Friday, August 17, 2007

PARSING THE CRITERIA OF GREAT ART

Originally published on September 17, 1996

Landry wrote:
This reminds me of an argument I had with my friend Brad who is a painter. He said that painting is art and writing is craft. What do you think?

Someone should kick poor mad William Blake up out of the grave. He called Jesus and his disciples the greatest ARTISTS the world has ever seen about the same time his friend Thomas Paine was facing the wrath of the English & American church leaders with his AGE OF REASON. Uh, now THAT reminds me of that intrigue Tom Wolfe's THE PAINTED WORD invoked with his fictional world reknown artist (this was a book about the NY painting scene where one's greatness as an artist is inseparable from the superior qualities of the particular THEORY of the art, brownie points for the thinker, nee writer once again, it seems) who while sitting in an unremarkable bar in an unremarkable mood suddenly had a great idea. He had only a glass of water and a paper napkin at his disposal. He quickly dipped and began etching, but just as suddenly as the idea had dawned in his mind's eye the world famous artist collapsed on his barstool and expired. Obviously his etching evaporated, but the question remained in Wolfe's assessment, was the idea that the now dead artist had expressed ever so briefly been that artist's, and therefore, perhaps the world's greatest work of art?
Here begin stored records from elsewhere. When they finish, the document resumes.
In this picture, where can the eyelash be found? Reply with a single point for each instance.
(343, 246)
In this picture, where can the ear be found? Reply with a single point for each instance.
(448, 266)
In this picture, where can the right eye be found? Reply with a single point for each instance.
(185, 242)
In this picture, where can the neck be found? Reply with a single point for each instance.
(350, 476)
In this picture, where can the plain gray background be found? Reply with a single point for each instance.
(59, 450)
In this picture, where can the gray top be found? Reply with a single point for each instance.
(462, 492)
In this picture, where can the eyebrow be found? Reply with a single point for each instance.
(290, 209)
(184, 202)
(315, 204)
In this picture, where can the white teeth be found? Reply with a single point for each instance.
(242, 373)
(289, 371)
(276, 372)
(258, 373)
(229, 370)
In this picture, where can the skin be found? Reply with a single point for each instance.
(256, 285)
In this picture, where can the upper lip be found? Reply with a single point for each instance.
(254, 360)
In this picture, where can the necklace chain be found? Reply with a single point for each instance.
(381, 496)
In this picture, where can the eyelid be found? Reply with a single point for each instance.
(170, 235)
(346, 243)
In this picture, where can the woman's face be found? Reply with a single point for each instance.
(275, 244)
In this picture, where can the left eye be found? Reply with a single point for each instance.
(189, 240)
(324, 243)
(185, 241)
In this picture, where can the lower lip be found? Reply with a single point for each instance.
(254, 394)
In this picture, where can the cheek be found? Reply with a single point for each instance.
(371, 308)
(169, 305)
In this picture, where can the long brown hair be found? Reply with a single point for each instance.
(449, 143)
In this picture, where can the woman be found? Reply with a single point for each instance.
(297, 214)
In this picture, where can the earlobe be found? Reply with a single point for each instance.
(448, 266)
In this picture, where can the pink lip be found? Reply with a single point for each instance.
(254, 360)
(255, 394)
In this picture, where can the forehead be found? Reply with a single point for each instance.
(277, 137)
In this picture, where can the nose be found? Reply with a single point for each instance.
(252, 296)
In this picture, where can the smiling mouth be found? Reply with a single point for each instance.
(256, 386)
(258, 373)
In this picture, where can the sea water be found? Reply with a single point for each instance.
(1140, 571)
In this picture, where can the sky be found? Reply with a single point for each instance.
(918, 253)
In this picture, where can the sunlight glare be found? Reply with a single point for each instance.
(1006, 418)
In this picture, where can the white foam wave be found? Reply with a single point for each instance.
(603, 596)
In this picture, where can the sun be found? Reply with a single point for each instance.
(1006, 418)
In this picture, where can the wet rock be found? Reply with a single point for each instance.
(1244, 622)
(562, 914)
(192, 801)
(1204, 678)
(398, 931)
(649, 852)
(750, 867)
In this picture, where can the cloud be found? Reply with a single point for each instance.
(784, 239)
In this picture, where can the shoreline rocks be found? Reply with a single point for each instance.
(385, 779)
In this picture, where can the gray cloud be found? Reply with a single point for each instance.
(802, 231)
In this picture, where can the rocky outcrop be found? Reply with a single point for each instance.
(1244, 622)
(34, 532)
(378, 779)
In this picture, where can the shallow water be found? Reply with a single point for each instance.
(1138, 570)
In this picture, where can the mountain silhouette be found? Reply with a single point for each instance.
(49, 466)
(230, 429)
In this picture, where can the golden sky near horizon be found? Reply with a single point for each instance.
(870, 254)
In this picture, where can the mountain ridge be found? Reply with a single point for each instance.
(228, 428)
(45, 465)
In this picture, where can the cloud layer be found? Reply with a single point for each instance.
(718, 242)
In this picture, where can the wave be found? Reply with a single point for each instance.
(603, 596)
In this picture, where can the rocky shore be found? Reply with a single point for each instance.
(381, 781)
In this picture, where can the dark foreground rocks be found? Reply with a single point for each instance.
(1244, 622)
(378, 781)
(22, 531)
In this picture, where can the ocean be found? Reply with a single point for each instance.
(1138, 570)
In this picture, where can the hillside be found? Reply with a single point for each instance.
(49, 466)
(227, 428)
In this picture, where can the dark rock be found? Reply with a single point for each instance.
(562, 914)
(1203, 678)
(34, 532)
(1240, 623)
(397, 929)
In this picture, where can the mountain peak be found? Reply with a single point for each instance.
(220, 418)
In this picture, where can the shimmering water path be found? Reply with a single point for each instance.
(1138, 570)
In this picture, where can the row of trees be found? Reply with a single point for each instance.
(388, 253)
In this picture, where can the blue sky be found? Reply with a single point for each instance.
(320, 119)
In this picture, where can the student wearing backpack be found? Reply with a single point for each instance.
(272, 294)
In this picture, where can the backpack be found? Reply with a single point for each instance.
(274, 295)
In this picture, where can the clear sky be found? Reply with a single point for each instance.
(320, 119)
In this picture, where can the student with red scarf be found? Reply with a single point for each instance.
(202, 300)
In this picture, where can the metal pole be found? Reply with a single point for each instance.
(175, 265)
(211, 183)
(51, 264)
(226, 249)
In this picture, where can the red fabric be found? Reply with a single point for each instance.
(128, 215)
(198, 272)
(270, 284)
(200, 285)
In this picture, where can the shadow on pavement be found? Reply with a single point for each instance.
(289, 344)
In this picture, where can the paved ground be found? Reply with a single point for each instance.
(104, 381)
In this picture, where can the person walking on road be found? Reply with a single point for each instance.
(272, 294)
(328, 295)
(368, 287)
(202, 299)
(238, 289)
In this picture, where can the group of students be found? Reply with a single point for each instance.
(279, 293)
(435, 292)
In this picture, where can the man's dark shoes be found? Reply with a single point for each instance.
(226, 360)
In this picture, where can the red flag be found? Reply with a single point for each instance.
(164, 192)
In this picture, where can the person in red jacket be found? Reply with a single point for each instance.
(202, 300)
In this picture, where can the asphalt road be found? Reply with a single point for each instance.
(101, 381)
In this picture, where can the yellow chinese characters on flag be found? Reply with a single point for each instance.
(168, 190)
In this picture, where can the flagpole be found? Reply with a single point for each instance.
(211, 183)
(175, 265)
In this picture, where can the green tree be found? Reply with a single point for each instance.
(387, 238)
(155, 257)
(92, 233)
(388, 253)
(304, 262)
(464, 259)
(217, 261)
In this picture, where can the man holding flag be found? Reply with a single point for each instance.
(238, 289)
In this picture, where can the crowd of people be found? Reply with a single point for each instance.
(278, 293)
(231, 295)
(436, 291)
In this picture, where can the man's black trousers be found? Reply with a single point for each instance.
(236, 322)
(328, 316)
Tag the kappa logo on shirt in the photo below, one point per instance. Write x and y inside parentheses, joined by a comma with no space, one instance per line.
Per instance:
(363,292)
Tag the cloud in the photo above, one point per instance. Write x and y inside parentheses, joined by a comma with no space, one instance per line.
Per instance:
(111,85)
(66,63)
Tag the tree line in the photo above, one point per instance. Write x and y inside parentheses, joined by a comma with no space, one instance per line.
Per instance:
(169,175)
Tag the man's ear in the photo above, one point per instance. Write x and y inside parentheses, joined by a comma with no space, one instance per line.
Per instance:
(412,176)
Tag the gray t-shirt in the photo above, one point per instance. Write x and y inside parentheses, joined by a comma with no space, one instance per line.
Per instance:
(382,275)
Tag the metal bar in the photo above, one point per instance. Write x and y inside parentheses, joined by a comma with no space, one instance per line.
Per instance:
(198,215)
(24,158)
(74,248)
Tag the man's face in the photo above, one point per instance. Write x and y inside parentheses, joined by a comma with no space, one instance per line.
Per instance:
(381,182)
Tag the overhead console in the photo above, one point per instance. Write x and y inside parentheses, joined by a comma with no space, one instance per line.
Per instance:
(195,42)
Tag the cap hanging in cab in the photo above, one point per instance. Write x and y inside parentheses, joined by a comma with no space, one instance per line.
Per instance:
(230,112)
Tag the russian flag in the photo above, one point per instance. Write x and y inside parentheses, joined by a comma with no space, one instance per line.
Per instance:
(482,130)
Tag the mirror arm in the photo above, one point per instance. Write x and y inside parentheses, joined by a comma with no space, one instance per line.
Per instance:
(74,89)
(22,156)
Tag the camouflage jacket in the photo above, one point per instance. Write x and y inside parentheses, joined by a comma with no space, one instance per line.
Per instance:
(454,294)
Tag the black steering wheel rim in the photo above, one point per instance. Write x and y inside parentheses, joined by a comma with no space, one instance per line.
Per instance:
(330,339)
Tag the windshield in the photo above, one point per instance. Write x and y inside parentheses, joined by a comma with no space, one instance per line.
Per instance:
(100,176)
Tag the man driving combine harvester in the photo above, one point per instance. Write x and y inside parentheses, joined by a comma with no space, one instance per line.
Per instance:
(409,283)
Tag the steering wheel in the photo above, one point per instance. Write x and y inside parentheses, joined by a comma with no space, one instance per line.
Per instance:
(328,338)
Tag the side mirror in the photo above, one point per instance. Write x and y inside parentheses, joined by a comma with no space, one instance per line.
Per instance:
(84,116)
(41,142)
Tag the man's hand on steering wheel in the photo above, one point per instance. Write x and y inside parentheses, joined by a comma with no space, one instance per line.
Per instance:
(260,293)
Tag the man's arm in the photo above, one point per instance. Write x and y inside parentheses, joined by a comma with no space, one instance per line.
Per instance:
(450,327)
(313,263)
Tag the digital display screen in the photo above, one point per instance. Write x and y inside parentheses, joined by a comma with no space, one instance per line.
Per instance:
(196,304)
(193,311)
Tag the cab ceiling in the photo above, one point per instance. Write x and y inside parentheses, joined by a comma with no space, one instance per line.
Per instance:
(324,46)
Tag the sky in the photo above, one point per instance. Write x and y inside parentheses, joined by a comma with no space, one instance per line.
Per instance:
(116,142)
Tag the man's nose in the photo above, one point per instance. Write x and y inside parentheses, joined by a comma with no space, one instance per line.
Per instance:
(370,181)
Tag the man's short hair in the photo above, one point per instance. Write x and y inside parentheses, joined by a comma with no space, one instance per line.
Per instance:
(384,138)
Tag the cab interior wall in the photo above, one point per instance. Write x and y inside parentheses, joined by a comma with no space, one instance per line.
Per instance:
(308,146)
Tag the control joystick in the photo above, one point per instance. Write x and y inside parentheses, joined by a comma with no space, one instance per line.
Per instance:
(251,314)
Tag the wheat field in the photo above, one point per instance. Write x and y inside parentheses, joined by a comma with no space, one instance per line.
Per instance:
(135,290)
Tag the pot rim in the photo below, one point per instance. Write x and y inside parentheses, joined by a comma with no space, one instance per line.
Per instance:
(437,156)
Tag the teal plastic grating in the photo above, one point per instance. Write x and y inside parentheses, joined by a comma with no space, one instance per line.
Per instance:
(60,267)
Blake did it all in a sense, yet he called Jesus the GREATEST ARTIST. This same Jesus who never wrote or painted a damned thing except some line in the sand, and there are those biblical scholars who amazingly even claim this was an apocryphal tale (now famous as the "he who is without sin, please please cast the first stone" scene) inserted by later scribes. This viewpoint leads of course to the idea that ideas are the guts of art, NOT shapes, lines, colors. Paintings may certainly express an idea, or several, but one is never exactly sure what that idea is unless the artist is part of that Clementine Greenberg (the NYC art don) regime boasting an idea per brushstroke...

I tend to agree with Blake, but then, can paintings lie, cheat, and steal the way words do?